CSIS Report Excerpt
Excerpt from http://www.csis.org/media/csis/pubs/070413_iraqfuture.pdf Cordesman’s CSIS report on the future of Iraq, “Iraq’s Troubled Future: The Uncertain Way Ahead”, revised April 13, pages 4-5 PDF document.
Under the heading, “The American Civil-Military Threat to Iraq”, Cordesman makes the following points (quoted verbatim or paraphrased):
1. The US invaded Iraq without a valid understanding of the Iraqi government, economy, and sectarian and ethnic differences. It did not have plans, staff, or aid money to deal with the situation; and did not have the force strength to provide security.
2. Our reaction to the problem was incompetent and misdirected. We focused on national elections and paper constitutions, rather than effective governance, and a massive aid program to “reconstruct” Iraq in American terms. It failed to recruit, deploy, and retain competent civilians.
3. It took too long to realize that creating effective Iraqi security forces was a critical element of stability. It rushed ill-prepared Iraqi Army units into combat and local security missions.

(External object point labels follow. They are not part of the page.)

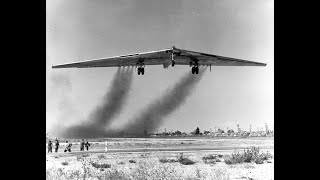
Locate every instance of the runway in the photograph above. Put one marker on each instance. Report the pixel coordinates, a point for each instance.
(222, 150)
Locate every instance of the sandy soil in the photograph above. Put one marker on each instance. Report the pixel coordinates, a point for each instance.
(148, 166)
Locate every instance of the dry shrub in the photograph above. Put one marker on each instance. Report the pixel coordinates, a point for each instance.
(184, 160)
(101, 156)
(85, 155)
(165, 160)
(97, 165)
(249, 155)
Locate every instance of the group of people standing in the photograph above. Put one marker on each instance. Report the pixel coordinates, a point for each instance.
(68, 146)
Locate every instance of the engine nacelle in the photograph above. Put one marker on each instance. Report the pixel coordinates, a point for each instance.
(167, 64)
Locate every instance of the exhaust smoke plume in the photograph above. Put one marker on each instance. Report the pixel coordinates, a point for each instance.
(155, 113)
(102, 116)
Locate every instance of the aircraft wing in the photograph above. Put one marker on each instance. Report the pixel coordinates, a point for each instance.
(147, 58)
(184, 57)
(165, 57)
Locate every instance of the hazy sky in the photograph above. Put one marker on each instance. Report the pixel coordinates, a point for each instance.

4. The US military was ill-prepared for its new focus on counterinsurgency, stability operations, and nation building. Its military have been pushed into a wide range of new training and civil military roles. It remains short of experts and fully qualified translators (where it may still have less than 25% of its needs).
5.The US is only now is beginning to understand the full limits of Iraq’s oil “wealth,” the depth of the structural problems in Iraq’s economy, and the need to “reconstruct” in ways that take account of the need for money to flow to Iraqis, rather than foreign contractors.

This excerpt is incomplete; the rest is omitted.